3. Convolutions

We can extract local features.
Linear operations with shared weights.
Translation-equivariant.
- Can find the same object in different parts of the image.
- Not rotation-equivariant.
- Not scale-equivariant, if we change the resolution, we need to change the weights.
Global look over the image is possible in the deeper layers where the receptive field is larger.
Very efficient parameter-wise.
Kerenel size is an odd number, can have hight and width different.
Stride is the step size of the kernel.
Amout of pixels added to the edge of the image is called padding.

\[ \text{output size} = \frac{W - F + 2P}{S} + 1 \]
Popular options
- k=1, s=1, p=0 pointwise convolution. Processing each pixel independently keeping the dimensions. Used to reduce the number of channels.
- k=3, s=1, p=1 standard convolution.
- k=3, s=2, p=1 downsampling. Halving the dimensions.
- k=7, s=4, p=3 upsampling. Spatial size is decreased by 4.

3.0.1. Max Pooling

Works channel-wise independently.
In a kernel size it takes the maximum value.
We have to keep track of the indices to backpropagate.
Usually k=2, s=2, p=0.
Only a quarter of the input gets a gradient. Reason why it is not used anymore.
If there is a tie both values get the gradient.

3.0.2. Average Pooling

Averages the values in the kernel.
!! Works channel-wise independently. !! Different from the convolution that works channel-wise together.
Usually k=2, s=2, p=0.

3.0.3. Special Convolutions

Depthwise convolution. Special case of convolution where each channel is processed independently with a different kernel.
Global Max Pooling. Takes the maximum value of the whole feature map.
Upsample
- Nearest neighbor. Just repeats the pixels.
- Bilinear. Takes the average of the 4 nearest pixels.
- Bi-cubic. Takes the average of the 16 nearest pixels.
- Dosn’t have learnable parameters.
Transposed convolution. Upsampling with learnable parameters.
- Also called fractionally strided convolution. Adds zeros between the pixels and to the edges.
- Not the same as deconvolution or inverse convolution.
Dilated convolution. Increases the receptive field without increasing the number of parameters.
- Also called atrous convolution.
- The kernel is applied to every n-th pixel.
- The receptive field is increased by a factor of n.
- Used in the encoder part of the U-Net.

3.0.4. Receptive Field

Receptive filed is the area of the input image that affects the output of a neuron. For layer l:

\[ r*l = r*{l-1} + (k*{l} - 1)\prod*{i=1}^{l-1} s_i \]

Its a tuple (height, width).

3.0.5. Handcrafted Kernels

Don’t need to remember the values, just the concept.

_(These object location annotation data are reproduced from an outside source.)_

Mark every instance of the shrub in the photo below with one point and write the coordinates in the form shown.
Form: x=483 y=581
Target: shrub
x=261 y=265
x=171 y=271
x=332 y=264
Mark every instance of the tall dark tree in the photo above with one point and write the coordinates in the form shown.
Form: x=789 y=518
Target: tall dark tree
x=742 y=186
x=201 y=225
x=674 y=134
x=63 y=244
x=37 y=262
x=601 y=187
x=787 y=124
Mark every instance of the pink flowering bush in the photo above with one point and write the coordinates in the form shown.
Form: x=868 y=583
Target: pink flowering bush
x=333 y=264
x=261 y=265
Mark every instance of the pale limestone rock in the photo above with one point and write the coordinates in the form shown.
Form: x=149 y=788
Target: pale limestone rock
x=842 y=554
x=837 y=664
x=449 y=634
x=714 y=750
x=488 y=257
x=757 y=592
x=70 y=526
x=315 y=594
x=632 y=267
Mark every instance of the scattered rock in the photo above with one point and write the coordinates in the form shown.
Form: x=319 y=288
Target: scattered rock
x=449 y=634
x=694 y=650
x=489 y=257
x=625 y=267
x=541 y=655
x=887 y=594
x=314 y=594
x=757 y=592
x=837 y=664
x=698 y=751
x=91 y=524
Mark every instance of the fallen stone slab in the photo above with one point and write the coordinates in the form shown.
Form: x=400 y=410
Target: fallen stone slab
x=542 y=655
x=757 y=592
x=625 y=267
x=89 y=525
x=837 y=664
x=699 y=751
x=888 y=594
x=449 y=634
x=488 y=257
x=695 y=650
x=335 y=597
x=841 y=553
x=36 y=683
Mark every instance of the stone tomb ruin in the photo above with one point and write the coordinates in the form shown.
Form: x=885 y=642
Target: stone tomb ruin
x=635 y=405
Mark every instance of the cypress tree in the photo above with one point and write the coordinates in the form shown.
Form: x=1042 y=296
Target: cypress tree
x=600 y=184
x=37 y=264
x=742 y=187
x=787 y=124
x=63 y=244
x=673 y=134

!! Each kernel also has a bias term. !!

3.1. Questions

How can we represent a FC layer with 5 output neurons with a convolutional layer, over an image in a batch of size 4 × 3 × 8 × 8? And with 1x1 Convolution?
- Convolution with 5 filters and kernel size 8x8. The weight dimensions would be (5, 3, 8, 8). The output shape would be (4, 5, 1, 1).
- With a 1x1 convolution we would reshape the input to (4, 3x8x8) and use a kernel of size 5x192. The output shape would be (4, 5).
Given a 1 × 1 convolutional layer with input tensor of 10 channels, that outputs a tensor with 5 channels.
1. Write the shape of the weight matrix.
- The shape of the weight matrix would be (5, 10, 1, 1).
1. State the number of parameters in the layer.
- The number of parameters would be 55 (5x10 + 5).
Give two reasons to use a convolution or a pooling layer that reduce the spatial size of the input tensor.
- Reduces the number of parameters and computational cost. Allowing the network to be deeper.
- Compression of the feature map, focusing on the most important features.
Does reducing the spatial size throughout the network reduce the number of parameters in the down-the-stream convolutional layers?
- No, the number of parameters depends on the kernel size and the number of channels.
Does reducing the spatial size throughout the network reduce the number of parameters in the down-the-stream FC layers?
- Yes, here the tensor is flattened and the number of parameters is reduced.
State two differences between a convolutional layer and a pooling layer.
- Convolutional layers have learnable parameters.
- Pooling layers work channel-wise independently.
Assume a fully convolutional model for some task:
1. Can we feed the model with images that are double the resolution of the original training set? Yes, we can but the prediction will be bad since the model was trained on a different resolution.
2. Can we expect in such case the same performance?
- No, the model was trained on a different resolution.
Can we apply a pooling layer without reducing the spatial size of the input tensor?
- Yes, by using a pooling layer with a kernel size and stride of 1 and padding 1.
Assume that when using maxpool with (k = 2, s = 2, p = 0), where only a single entry in a given window holds the maximum value in that window. How many of the total pixels in the tensor would get a live gradient? What is the value of said gradient?
- Only 1/4 of the pixels would get a live gradient, and the value would be 1.
State one advantage and one disadvantage of a 1 × 1 convolution over a 3 × 3 convolution.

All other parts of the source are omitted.